Unless McGarvey put it together. But time was running out. And no matter what else happened Haaris had the number in his cell phone.

As soon as the call went through the three nuclear devices would explode wherever they happened to be.

He wanted them in New York, Washington, DC, and London.

It was the last stage of his plan.

 

SIXTY-NINE

In the kitchen at Rencke’s safe house McGarvey sat staring out the window at the swing set in the backyard. He and Louise had sent Audi down to the Farm, where she would be safe until the trouble blew over. And there’d been so many incidents in the past couple of years that she had started to grow up there and was the mascot of the training facility. Everyone doted on her. It wouldn’t be long before children’s toys like swing sets would be far too tame for her.

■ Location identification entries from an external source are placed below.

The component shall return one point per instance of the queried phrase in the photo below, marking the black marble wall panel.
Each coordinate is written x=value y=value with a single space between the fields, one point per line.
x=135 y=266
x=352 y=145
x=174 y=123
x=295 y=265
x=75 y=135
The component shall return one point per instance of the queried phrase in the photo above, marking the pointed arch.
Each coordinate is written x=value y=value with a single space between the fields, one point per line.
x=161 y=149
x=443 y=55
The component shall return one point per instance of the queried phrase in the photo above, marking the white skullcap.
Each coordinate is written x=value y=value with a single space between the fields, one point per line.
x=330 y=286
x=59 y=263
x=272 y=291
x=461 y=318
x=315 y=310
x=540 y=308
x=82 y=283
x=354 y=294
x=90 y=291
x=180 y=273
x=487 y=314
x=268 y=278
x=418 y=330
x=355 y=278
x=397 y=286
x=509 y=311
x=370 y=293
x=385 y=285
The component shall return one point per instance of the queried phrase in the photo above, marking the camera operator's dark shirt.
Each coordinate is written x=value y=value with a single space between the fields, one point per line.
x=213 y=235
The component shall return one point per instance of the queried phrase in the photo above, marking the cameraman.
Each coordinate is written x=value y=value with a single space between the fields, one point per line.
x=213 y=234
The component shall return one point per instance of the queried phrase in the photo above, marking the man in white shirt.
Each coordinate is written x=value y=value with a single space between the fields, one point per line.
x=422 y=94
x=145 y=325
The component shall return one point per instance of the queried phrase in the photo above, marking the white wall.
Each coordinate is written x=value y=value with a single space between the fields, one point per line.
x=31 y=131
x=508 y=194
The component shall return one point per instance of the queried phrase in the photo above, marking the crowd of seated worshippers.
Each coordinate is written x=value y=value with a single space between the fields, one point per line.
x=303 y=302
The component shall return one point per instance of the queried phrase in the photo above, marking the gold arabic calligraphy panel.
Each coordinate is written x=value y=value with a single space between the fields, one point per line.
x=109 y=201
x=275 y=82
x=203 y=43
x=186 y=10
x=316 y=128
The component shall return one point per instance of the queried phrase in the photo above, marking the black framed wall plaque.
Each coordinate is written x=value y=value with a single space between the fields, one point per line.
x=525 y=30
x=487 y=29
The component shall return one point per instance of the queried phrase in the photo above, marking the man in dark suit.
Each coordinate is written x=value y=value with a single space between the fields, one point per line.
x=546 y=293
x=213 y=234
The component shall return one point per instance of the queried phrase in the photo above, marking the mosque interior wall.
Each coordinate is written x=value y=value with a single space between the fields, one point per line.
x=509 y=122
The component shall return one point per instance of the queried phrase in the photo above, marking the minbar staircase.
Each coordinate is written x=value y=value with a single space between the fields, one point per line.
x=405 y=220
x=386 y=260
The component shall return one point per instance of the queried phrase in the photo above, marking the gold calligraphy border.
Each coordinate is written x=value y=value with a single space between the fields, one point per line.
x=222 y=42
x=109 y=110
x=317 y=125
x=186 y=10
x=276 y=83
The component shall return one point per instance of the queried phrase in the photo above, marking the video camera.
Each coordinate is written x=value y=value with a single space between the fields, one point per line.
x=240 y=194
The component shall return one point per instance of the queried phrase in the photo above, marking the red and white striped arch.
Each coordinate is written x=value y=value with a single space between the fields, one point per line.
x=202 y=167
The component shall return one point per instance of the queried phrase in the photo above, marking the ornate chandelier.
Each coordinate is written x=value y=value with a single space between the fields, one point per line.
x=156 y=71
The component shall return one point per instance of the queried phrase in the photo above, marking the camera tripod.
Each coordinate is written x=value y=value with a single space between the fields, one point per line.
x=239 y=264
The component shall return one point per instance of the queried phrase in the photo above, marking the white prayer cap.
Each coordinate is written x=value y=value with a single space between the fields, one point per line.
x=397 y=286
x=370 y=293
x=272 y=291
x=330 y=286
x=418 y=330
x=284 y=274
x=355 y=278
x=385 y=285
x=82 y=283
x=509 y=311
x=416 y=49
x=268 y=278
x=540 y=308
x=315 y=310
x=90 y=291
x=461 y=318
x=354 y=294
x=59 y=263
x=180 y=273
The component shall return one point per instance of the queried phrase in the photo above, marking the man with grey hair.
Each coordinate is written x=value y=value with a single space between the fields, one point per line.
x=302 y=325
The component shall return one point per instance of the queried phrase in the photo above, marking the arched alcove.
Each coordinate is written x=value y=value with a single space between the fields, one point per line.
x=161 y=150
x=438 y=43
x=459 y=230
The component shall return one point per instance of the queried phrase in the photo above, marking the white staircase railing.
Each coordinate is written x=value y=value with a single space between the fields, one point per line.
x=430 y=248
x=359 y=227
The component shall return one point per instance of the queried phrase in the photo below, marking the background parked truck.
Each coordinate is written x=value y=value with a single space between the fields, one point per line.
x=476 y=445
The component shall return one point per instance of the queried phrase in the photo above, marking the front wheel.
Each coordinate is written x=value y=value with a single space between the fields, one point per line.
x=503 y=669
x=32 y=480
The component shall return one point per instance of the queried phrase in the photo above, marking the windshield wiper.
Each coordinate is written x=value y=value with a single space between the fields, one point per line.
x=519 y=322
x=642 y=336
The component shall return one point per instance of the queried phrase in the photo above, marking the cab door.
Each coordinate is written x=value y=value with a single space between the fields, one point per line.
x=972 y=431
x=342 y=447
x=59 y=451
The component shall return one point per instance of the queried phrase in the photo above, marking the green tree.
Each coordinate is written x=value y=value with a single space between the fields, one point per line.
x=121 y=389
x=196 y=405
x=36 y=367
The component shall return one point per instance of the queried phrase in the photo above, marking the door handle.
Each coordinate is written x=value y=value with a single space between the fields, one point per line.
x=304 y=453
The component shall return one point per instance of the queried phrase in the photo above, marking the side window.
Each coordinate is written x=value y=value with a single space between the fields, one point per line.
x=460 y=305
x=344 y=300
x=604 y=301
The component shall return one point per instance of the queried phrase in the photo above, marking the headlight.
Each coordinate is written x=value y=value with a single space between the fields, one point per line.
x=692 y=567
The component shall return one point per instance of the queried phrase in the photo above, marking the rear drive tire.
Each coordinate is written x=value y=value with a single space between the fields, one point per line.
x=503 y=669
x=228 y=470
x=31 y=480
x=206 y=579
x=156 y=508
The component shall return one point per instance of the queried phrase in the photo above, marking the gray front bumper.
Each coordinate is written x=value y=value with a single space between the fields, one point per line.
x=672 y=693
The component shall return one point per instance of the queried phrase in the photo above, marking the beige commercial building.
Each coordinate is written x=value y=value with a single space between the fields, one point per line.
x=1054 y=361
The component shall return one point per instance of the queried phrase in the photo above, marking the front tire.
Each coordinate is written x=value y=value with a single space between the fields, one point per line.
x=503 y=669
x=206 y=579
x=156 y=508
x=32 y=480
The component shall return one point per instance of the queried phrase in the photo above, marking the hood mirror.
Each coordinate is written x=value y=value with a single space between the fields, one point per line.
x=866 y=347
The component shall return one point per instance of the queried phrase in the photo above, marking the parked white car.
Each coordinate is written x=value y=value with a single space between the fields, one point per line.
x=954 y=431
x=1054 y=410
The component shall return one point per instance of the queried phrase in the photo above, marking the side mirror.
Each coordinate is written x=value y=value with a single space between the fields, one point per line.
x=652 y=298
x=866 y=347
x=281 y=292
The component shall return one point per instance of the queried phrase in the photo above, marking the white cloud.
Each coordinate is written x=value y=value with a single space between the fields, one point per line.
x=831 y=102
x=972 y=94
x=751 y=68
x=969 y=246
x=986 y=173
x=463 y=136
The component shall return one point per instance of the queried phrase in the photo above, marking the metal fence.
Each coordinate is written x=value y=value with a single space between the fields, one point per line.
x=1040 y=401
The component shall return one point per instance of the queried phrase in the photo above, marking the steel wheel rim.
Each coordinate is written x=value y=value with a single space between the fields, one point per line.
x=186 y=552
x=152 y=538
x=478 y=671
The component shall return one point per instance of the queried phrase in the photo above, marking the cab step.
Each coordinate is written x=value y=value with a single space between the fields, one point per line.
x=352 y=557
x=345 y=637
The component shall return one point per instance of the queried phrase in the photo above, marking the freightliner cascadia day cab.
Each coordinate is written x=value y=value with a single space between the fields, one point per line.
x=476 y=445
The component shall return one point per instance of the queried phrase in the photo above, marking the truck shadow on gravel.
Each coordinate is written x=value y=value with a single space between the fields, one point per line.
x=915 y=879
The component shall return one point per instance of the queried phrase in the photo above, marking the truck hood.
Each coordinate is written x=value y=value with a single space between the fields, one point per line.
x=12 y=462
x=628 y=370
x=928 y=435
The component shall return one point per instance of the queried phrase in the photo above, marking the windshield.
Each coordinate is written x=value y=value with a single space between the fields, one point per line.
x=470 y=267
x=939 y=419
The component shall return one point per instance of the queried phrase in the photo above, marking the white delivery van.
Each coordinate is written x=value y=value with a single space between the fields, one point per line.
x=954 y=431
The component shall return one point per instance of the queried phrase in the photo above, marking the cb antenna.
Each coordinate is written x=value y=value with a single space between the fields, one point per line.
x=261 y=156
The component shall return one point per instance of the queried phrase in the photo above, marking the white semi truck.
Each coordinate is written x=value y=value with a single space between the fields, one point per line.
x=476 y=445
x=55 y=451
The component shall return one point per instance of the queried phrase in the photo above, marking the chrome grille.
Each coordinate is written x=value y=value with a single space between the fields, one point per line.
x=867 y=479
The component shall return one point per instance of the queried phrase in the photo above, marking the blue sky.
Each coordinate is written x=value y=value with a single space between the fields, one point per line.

Louise came in from outside. “My Toyota is in the driveway. When you leave, take it. The staff car stays in the garage till we get past this. Haaris will know it’s someone from the Company, namely, you.”

“You shouldn’t be involved.”

“Don’t be silly. You saved my husband’s life in Cuba. What would you have me do?”

McGarvey’s cell phone rang. It was Pete. He put it on speakerphone.

“I’m on a secure phone in Otto’s office. Haaris left the Campus almost forty-five minutes ago, but we didn’t catch it until one of his staffers called Marty’s office to complain that his debriefing was taking too long.”

“He could be practically anywhere by now. Check Dulles, Reagan and Baltimore.”

“That’s the first thing we tried, but if he’s booked on any international flight there’ve been no last-minute additions.”

“Expand the search to domestic flights. But he’ll need documents, money and a clean credit card or two. We either missed his go-to-hell kit at his house, or he’s got a stash somewhere else. A storage locker.”

“How about an APB on his car?”

“He’ll have switched cars by now, and I want to keep the cops at arm’s length. Anyone approaches him is probably going to die.”

“SWAT teams?”

“We need the man alive, Pete. Three nuclear weapons are missing from Quetta, and I think we have to consider the possibility that they’re already here in the country. Only he can tell us where they are and when they’ll be detonated. The man has a timetable, and he’s going to stick with it no matter what.”